Recently the server has been hit by patches of instability – large load spikes, running out of memory, and processes getting killed here and there. When the most recent out-of-memory condition occurred (last night) the SSH server was one of the processes which got killed, which is why the server had to be rebooted a little while ago.
I’m fairly sure I more or less know what’s been causing the problems, and have made a few changes to try to reduce the chance of it happening again.
One of the worst causes of the problem is looking up a TRM with a large number of tracks. The worst TRM by far for this is the “silence” TRM, with (currently) over 900 tracks. As a result I’ve had to, for now at least, disallow lookups on this TRM – doing so will now simply return an error. Sorry 😦 Maybe it can be made to do something more helpful in future.
The other change is that if you do a lookup on any TRM which has more than 100 tracks then only 100 of those tracks will be returned. However so far there are no TRMs (except “silence”) with over 100 tracks, so this won’t affect anyone, yet. As the data grows, it will though.
Sorry for any inconvenience caused (hey, I’m apologising again. This is getting to be a habit). But I’m sure you’d rather have a server which doesn’t keep crashing and locking us all out. Hey ho.
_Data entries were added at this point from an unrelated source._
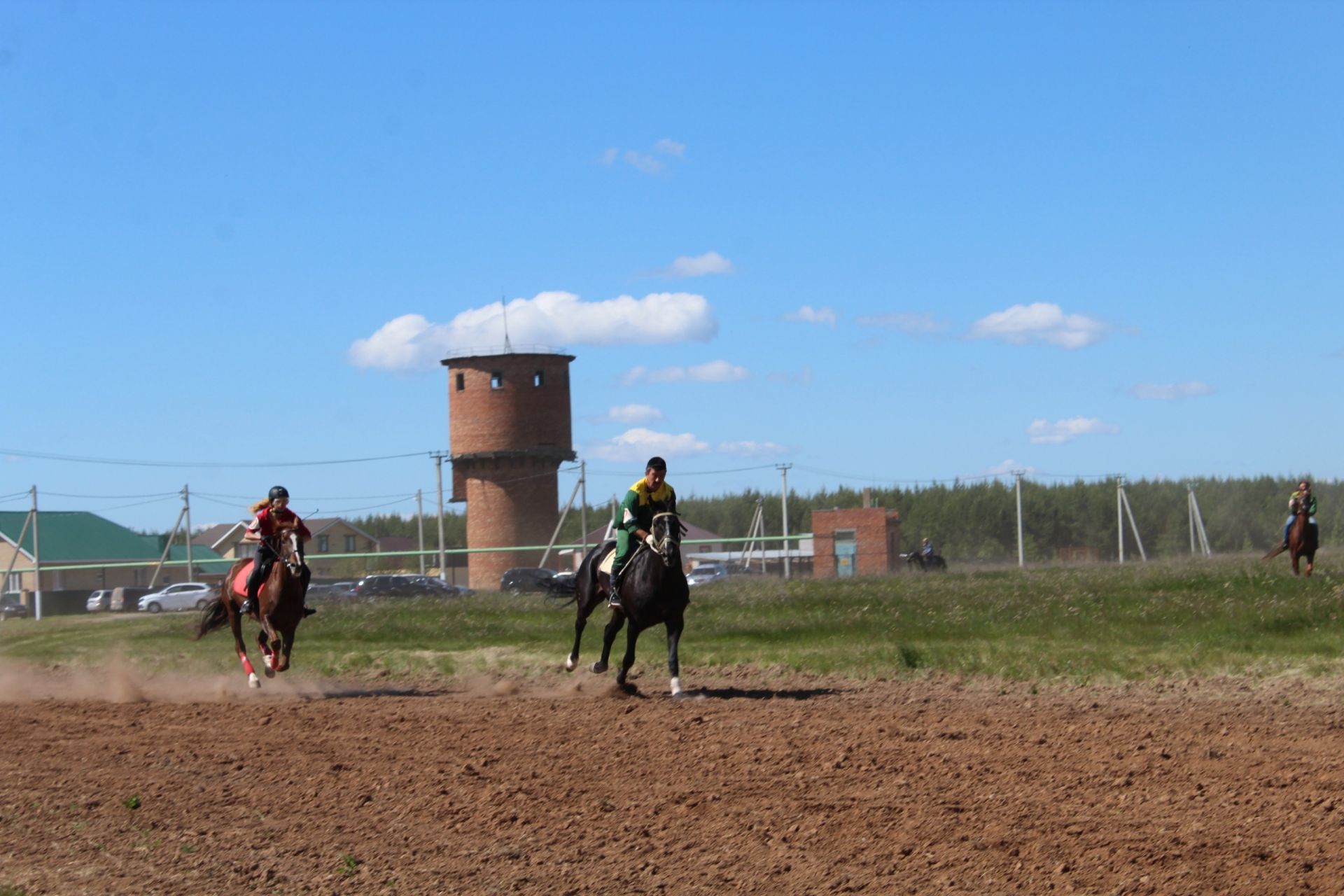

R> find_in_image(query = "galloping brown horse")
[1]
[196,528,308,688]
[1261,501,1319,576]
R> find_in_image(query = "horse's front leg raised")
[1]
[666,617,685,697]
[564,594,596,672]
[615,624,640,688]
[257,629,276,678]
[276,629,294,672]
[228,606,260,688]
[593,610,625,672]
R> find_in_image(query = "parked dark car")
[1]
[500,567,574,594]
[412,575,476,598]
[307,582,356,603]
[0,595,28,620]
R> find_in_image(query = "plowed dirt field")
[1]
[0,671,1344,896]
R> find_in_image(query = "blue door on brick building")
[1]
[836,529,859,579]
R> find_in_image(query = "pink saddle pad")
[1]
[234,560,257,594]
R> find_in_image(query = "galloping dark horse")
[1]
[906,551,948,573]
[196,528,308,688]
[564,513,691,697]
[1261,501,1319,576]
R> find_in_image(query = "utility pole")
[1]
[1116,475,1148,563]
[32,485,42,620]
[0,485,38,594]
[434,451,449,582]
[776,463,793,580]
[181,482,196,582]
[1012,470,1027,570]
[1116,473,1125,563]
[580,461,587,563]
[415,489,425,575]
[1185,482,1214,557]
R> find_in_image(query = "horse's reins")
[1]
[643,510,680,554]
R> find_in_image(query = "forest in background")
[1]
[349,475,1344,563]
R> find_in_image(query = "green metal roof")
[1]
[0,510,219,566]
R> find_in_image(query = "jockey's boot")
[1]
[238,587,260,617]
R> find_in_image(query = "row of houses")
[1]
[0,510,386,592]
[0,506,900,595]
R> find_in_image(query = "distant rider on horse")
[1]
[241,485,317,617]
[1284,479,1320,548]
[608,456,676,610]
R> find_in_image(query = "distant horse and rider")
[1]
[1261,479,1320,576]
[196,485,313,688]
[906,539,948,573]
[564,510,691,697]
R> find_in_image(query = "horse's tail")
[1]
[1261,544,1287,560]
[192,598,228,640]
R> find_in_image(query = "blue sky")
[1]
[0,0,1344,528]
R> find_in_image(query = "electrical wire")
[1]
[0,447,431,470]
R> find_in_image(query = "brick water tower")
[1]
[441,351,575,589]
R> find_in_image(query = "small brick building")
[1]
[442,352,575,589]
[812,507,900,579]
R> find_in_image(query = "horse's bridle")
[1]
[265,529,304,575]
[644,510,681,564]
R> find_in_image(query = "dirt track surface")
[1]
[0,671,1344,896]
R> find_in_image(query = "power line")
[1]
[0,447,428,470]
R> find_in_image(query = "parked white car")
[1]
[140,582,218,612]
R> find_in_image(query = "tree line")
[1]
[351,475,1344,563]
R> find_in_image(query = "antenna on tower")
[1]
[500,295,513,355]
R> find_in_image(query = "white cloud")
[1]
[985,458,1036,475]
[602,405,663,424]
[966,302,1112,348]
[346,291,719,371]
[621,360,751,386]
[1027,416,1119,444]
[718,440,789,456]
[653,251,735,278]
[653,137,685,158]
[621,149,666,174]
[855,312,948,336]
[783,305,836,328]
[1129,380,1214,402]
[599,137,685,174]
[587,427,710,462]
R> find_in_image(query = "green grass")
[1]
[0,559,1344,682]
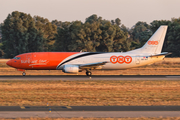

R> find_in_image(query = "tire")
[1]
[22,72,26,76]
[86,71,92,76]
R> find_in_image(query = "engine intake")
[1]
[62,65,79,73]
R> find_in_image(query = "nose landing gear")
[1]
[22,72,26,76]
[86,71,92,76]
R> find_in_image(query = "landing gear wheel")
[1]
[22,72,26,76]
[86,71,92,76]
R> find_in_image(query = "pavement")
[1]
[0,75,180,81]
[0,106,180,118]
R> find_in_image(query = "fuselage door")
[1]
[26,54,32,64]
[136,55,140,65]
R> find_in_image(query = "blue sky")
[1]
[0,0,180,28]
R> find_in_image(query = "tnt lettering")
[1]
[110,55,132,64]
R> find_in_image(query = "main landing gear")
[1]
[22,72,26,76]
[86,71,92,76]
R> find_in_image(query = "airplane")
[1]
[6,25,171,76]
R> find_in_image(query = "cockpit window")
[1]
[13,57,21,60]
Another test of the new captchas…
If you’d rather change the problem from “random procs being killed by the OoM killer” to “random procs being killed by malloc failures”, you can stop the kernel from overcommiting memory (and thus needing to invoke the OoM killer) by:
‘sysctl -w vm.overcommit_memory=2’
or
‘echo 2 > /proc/sys/vm/overcommit_memory’.
Thanks, that’s worth knowing. At the moment I think I’ve got the problem under control, but if ever that proves not to be the case then changing the overcommit policy sounds useful.
(Presumably a setting of “2” means that the thing doing the malloc gets killed, right? So some other process just minding its own business should be safe? If so, sounds good.)